He Ain’t Heavy, He’s My Brother
7th Sunday in Ordinary Time (B)

Antonio P. Pueyo
Reproduced with Permission

The road is long, with many a winding turn
That leads us to who knows where, who knows where
But I’m strong, strong enough to carry him
He ain’t heavy, he’s my brother.

-The Hollies

These are lyrics to the song that has become an unofficial anthem in the 1970’s at the theological seminary where I graduated from. Those were years of social ferment and we, young people then, were in various shades of the ideological spectrum. Those were years of campus activism, repression by Martial Law, and growth of armed liberation movements.

Action Starter: Have you been helped? Pass it forward.

Whatever their historical limitations, one thing can be said about many from that generation, now in their late 50’s. They had a social conscience.

To have a social conscience is to be sensitive to the plight of those who are suffering. It is to be a person-for-others. It is to be compassionate and have the passion to help carry the weight that burdens others.

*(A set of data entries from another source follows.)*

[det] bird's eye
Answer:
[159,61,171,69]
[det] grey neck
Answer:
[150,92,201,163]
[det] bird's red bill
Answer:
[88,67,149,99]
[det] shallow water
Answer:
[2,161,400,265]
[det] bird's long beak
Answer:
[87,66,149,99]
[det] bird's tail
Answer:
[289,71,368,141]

This Sunday’s Gospel reading tells the story of the paralytic man who was brought to Jesus (Mk. 2:1-12) by his four friends. They found ways to go around the thick crowd blocking the way. They climbed up the roof, made a hole in it, and lowered their sick friend on a mat to where Jesus was. This was not difficult to do since roofs were made of clay, held together by reeds or straw. Jesus was moved by the faith of these people and healed the sick man from his spiritual and physical ailment.

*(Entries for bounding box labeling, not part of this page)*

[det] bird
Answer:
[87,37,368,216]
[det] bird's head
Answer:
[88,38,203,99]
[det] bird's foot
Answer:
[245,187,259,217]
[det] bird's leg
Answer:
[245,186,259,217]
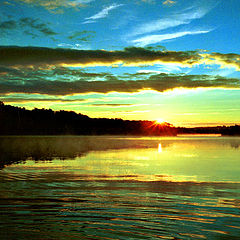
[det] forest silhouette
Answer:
[0,102,240,136]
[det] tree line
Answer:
[0,101,240,136]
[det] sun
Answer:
[155,118,165,124]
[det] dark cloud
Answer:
[0,71,240,95]
[0,20,17,32]
[203,53,240,71]
[0,46,202,67]
[0,17,57,38]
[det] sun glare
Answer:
[155,118,165,124]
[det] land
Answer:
[0,102,240,136]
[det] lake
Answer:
[0,136,240,240]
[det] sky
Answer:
[0,0,240,127]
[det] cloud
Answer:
[129,7,210,36]
[132,30,210,47]
[0,70,240,96]
[0,20,17,32]
[14,0,94,13]
[90,103,136,107]
[0,96,86,102]
[0,17,57,38]
[0,46,240,70]
[84,3,123,23]
[0,46,202,68]
[202,53,240,71]
[163,0,177,6]
[68,30,95,42]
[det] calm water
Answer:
[0,136,240,240]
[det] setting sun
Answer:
[155,118,165,124]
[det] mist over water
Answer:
[0,136,240,240]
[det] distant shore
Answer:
[0,102,240,136]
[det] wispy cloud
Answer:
[132,30,211,47]
[84,3,123,23]
[129,8,210,37]
[0,74,240,96]
[0,17,57,38]
[0,46,240,71]
[14,0,94,13]
[163,0,177,6]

This story has lessons for those who are in the position of the paralyzed man and those who are in the position of his friends. We can be in need of help or be a helper. There are instances where a person feels so helpless, he is no longer able by himself to deal with a physical ailment, control a destructive habit (drugs, alcohol, sex, gambling), or cope with a debilitating social situation (loss of a job). During these times of hopelessness and darkness, we need friends to lift us up. The faith of these friends can also enkindle our own faith.

This is what community is all about. A community is a group of friends who provide support for one another. Any rehabilitation process recognizes the importance of support groups. The presence of concerned friends is a strong factor in one’s road to recovery. From a state of helplessness, eventually a person is empowered to “stand, pick up his mat, and go home.” To go home is to be able to resume normal living. It is to be functional again. It is to be able to engage others in regular social situations.

Sometimes, helpers have to be reminded that the aim of assisting others is to make them independent of the helper. It is a sign of succesful rehabilitation if the helper is less and less needed. It is a poor couselor who boasts, “My client needs my help so much, he cannot live without me.”

The best sign that we have suceeded is to see someone who once was in need of help, now becoming the helper.